Samara Joy, c’est «une énorme souplesse vocale qui relève plutôt de l’influence d’Ella Fitzgerald, et une manière de faire ployer sa voix, d’être très joueuse avec la mélodie qui fait penser à Sarah Vaughan», notait le président de l’Académie du jazz, François Lacharme, en lui remettant un prix en mars dernier à Paris. Et pourtant, la jeune femme, qui a grandi dans le Bronx à New York, ne chante le jazz que depuis cinq ans. «J’ai commencé à découvrir au lycée, mais je n’étais pas vraiment intéressée jusqu’à ce que j’arrive à la faculté», raconte-t-elle dans un entretien avant ses concerts en France.
Du jazz sur TikTok
«Je me suis inscrite dans un programme d’études de jazz. Et quand j’ai commencé, je me suis dit : « Mon Dieu ! Je ne connais rien à cette musique, alors que c’est tellement riche, excitant, plein d’énergie. Je veux apprendre plus ! ».» «J’ai comme trouvé une autre voie dans laquelle je pouvais être moi-même», ajoute celle qui a grandi dans une famille de musiciens, dans la pure tradition du gospel et de la soul. Pour son second disque, Linger Awhile, également couronné du Grammy Award de meilleur album de jazz vocal, elle a notamment réinterprété de grands standards comme Round Midnight (Thelonious Monk, 1944) ou Misty (Eroll Garner, 1954), déjà chanté par Ella Fitzgerald.
«J’écoutais Ella Fitzgerald et Sarah Vaughan. J’ai réalisé que si je n’apprenais pas la mélodie en premier, alors je pourrais juste les copier au lieu de trouver, écouter la base, apprendre la base et voir ensuite les idées qui me viennent quand je chante» pour improviser de manière plus personnelle. Même si la chanteuse choisit d’interpréter des standards datant du siècle dernier, elle séduit aussi un public de jeunes. Elle compte plus de 600 000 abonnés sur TikTok. Elle y poste des vidéos de jazz, mais aussi d’elle dansant de joie sur un quai de gare en apprenant sa nomination aux Grammy.
Avec son grand-père de 92 ans
«Les gens de mon âge, ou plus jeunes, sont bombardés sur les radios par tellement de musiques du monde entier. Donc, c’est bien de faire une pause, d’avoir un son différent de tout le reste», avec une forme de jazz plus classique, explique-t-elle. «C’est peut-être la nostalgie, ils ont l’impression d’être transportés en écoutant ma musique. C’est ce qu’on me dit souvent. Comme un voyage vers une autre époque. Ou alors c’est juste rafraîchissant, avec ce son, ces instruments.» À Marseille, elle a aussi chanté une chanson en brésilien en hommage à Gilberto Gil, 81 ans, programmé le même soir.
La suite ? «J’ai mon propre groupe, en plus de celui-là, un octette avec des cuivres.
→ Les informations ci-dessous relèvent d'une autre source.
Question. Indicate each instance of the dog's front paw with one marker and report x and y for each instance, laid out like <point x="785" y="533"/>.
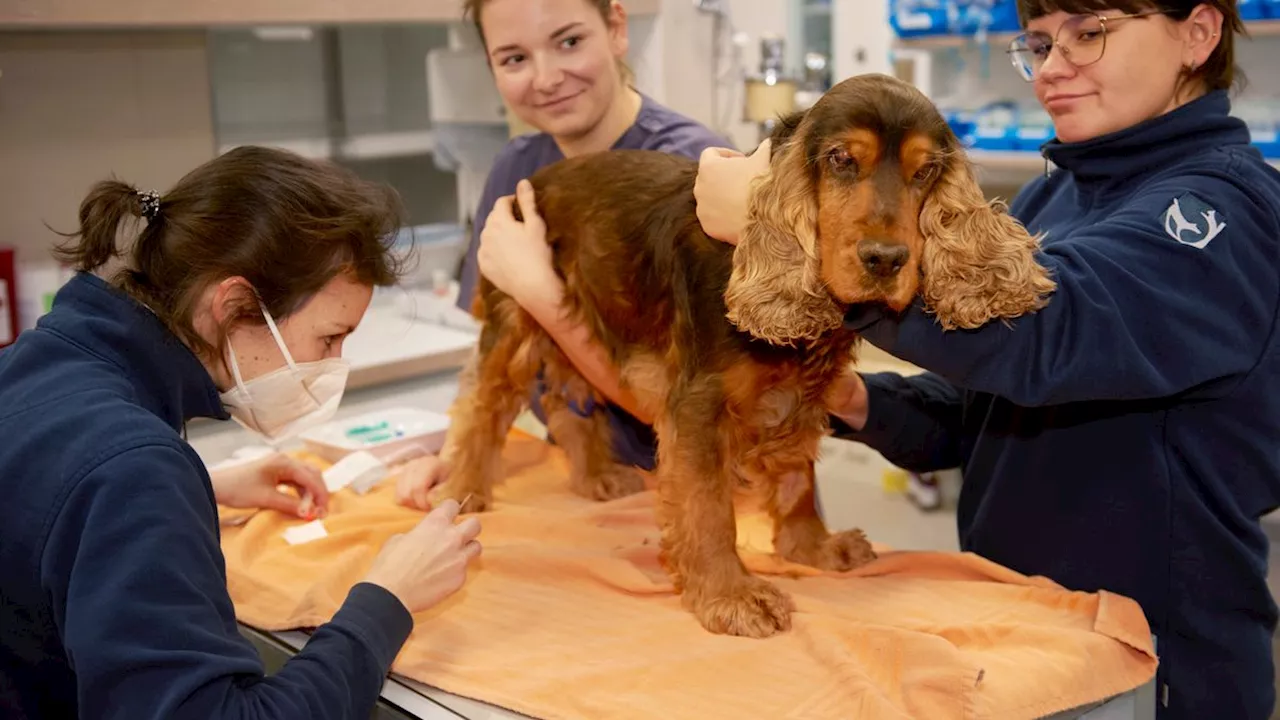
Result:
<point x="618" y="481"/>
<point x="749" y="607"/>
<point x="845" y="551"/>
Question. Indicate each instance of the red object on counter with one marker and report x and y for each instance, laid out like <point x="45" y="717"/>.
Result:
<point x="8" y="297"/>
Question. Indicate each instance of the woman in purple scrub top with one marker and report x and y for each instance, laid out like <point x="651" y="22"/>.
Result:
<point x="558" y="64"/>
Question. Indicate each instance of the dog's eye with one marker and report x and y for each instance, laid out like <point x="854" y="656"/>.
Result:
<point x="842" y="162"/>
<point x="926" y="174"/>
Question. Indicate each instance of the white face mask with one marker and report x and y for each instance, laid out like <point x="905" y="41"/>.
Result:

Ils arrangent et composent, et j’écris les paroles sur leurs mélodies. Je vais peut-être choisir d’enregistrer avec cet ensemble. Ou alors je pourrais faire enregistrer un album live.» «Je veux prendre mon temps… et en même temps pas trop», s’amuse-t-elle. «Donc, peut-être que je vais arriver avec quelque chose et qu’on ira directement dans un studio pour faire péter le truc.»
Elle sourit : «Ce que je ne veux pas, c’est me mettre trop de pression pour le prochain disque en me disant que ça sera un chef-d’œuvre absolu. Que je vienne à oublier ce pour quoi je fais tout ça.» Car pour Samara Joy, «la musique est un plaisir, comme un chez-soi!». Aux alentours de Noël, elle repartira d’ailleurs avec sa famille pour chanter le gospel à travers les États-Unis. Et se réjouit déjà de partager la scène avec son grand-père âgé de 92 ans.